Wizard of the Crow (2006) de Ngũgĩ wa Thiong'o, bien que plus tardif, constitue l'aboutissement satirique de cette critique. Dans une république imaginaire gouvernée par un dictateur mégalomane, Ngũgĩ tourne en dérision les excès des régimes autoritaires africains. On y reconnaît en filigrane des figures telles que Mobutu Sese Seko, Jean-Bédel Bokassa, Daniel arap Moi et bien d'autres dirigeants du continent. Le roman illustre la capacité de la littérature africaine à recourir à l'humour, au grotesque et à l'allégorie pour dénoncer les dérives du pouvoir.

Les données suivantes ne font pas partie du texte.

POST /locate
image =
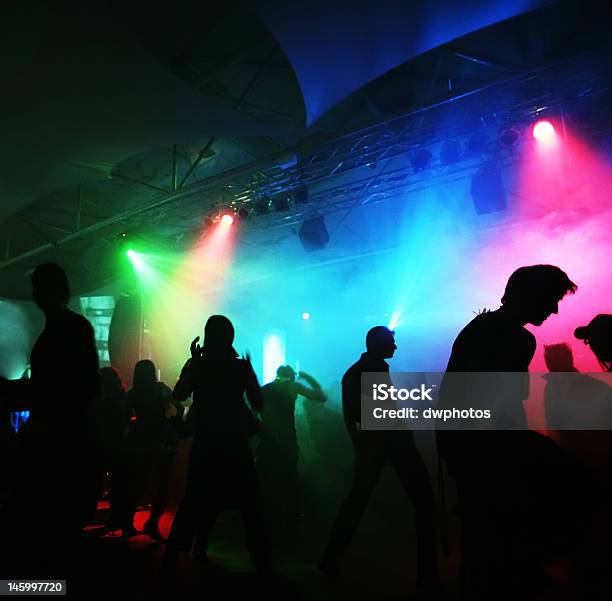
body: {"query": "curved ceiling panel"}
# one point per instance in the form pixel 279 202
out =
pixel 337 47
pixel 81 94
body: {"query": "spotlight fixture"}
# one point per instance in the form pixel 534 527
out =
pixel 477 143
pixel 421 160
pixel 450 153
pixel 543 131
pixel 242 213
pixel 509 137
pixel 280 203
pixel 300 194
pixel 313 234
pixel 262 206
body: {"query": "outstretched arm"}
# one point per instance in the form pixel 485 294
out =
pixel 253 391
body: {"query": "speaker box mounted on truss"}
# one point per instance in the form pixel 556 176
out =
pixel 488 192
pixel 313 234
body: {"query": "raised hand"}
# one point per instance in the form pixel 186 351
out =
pixel 195 348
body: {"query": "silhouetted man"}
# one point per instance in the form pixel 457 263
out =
pixel 277 452
pixel 374 450
pixel 221 471
pixel 493 468
pixel 51 494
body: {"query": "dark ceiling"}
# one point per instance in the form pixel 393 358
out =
pixel 126 116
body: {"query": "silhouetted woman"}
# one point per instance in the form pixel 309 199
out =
pixel 598 335
pixel 152 444
pixel 221 471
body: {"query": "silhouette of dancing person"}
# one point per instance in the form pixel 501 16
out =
pixel 152 444
pixel 221 472
pixel 373 451
pixel 494 469
pixel 52 492
pixel 278 451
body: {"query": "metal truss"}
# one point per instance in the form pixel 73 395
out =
pixel 366 165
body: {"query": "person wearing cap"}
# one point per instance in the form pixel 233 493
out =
pixel 598 335
pixel 373 451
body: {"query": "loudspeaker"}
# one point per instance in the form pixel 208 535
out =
pixel 488 192
pixel 313 234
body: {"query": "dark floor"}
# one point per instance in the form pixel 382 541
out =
pixel 380 565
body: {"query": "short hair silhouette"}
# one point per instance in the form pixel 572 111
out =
pixel 50 284
pixel 218 332
pixel 377 337
pixel 110 381
pixel 144 374
pixel 598 335
pixel 538 280
pixel 286 372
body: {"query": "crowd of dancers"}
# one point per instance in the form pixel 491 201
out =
pixel 523 499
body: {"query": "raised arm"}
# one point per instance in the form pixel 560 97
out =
pixel 351 407
pixel 253 391
pixel 185 385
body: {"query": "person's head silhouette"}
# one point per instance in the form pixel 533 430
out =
pixel 110 382
pixel 218 336
pixel 285 373
pixel 380 342
pixel 50 289
pixel 533 293
pixel 145 374
pixel 598 335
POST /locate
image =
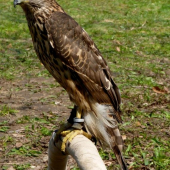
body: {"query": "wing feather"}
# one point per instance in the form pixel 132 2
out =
pixel 78 52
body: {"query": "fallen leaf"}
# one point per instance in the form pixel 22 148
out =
pixel 156 89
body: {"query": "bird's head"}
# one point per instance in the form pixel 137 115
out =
pixel 30 6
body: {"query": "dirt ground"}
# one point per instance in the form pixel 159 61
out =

Dans Waiting for an Angel (2002), de Helon Habila, le Nigeria des dictatures militaires des années 1980 et 1990 devient le symbole d'une indépendance inachevée. À travers les trajectoires croisées de journalistes, d'étudiants et d'opposants, Habila montre l'échec de l'État à tenir les promesses de liberté, de justice et de prospérité formulées au moment de la décolonisation.

 

Plusieurs grands travaux historiques et de science politique permettent d'éclairer le contexte que ces romanciers mettent en scène. Dans The African Colonial State in Comparative Perspective (1994), Crawford Young analyse la manière dont les structures administratives héritées de la colonisation ont continué à façonner les États indépendants. Dans Citizen and Subject: Contemporary Africa and the Legacy of Late Colonialism (1996), Mahmood Mamdani montre comment les institutions coloniales ont laissé derrière elles un « État bifurqué », partagé entre citoyenneté urbaine et administration coutumière des campagnes. Dans States and Power in Africa: Comparative Lessons in Authority and Control (2000), Jeffrey Herbst explique les difficultés rencontrées par de nombreux gouvernements africains pour exercer une autorité effective sur l'ensemble de leur territoire. Enfin, dans Africa Since 1940: The Past of the Present (2002, réédition augmentée 2019), Frederick Cooper retrace l'évolution des sociétés africaines depuis la fin de la période coloniale et met en évidence les tensions entre ambitions nationales, contraintes économiques mondiales et héritages institutionnels.

 

Ensemble, ces essais expliquent historiquement ce que les romanciers mettent en scène : la difficulté des nouveaux États à transformer les structures héritées de la colonisation, la montée des régimes autoritaires, le clientélisme, la corruption, les inégalités persistantes et les formes nouvelles de dépendance économique. La littérature africaine des années 1970-1990 cesse alors progressivement de chercher les causes de tous les maux dans la domination coloniale pour interroger les responsabilités propres des États indépendants et de leurs élites dirigeantes. C'est cette interrogation critique qui constitue le cœur de la grande littérature africaine de la désillusion postcoloniale.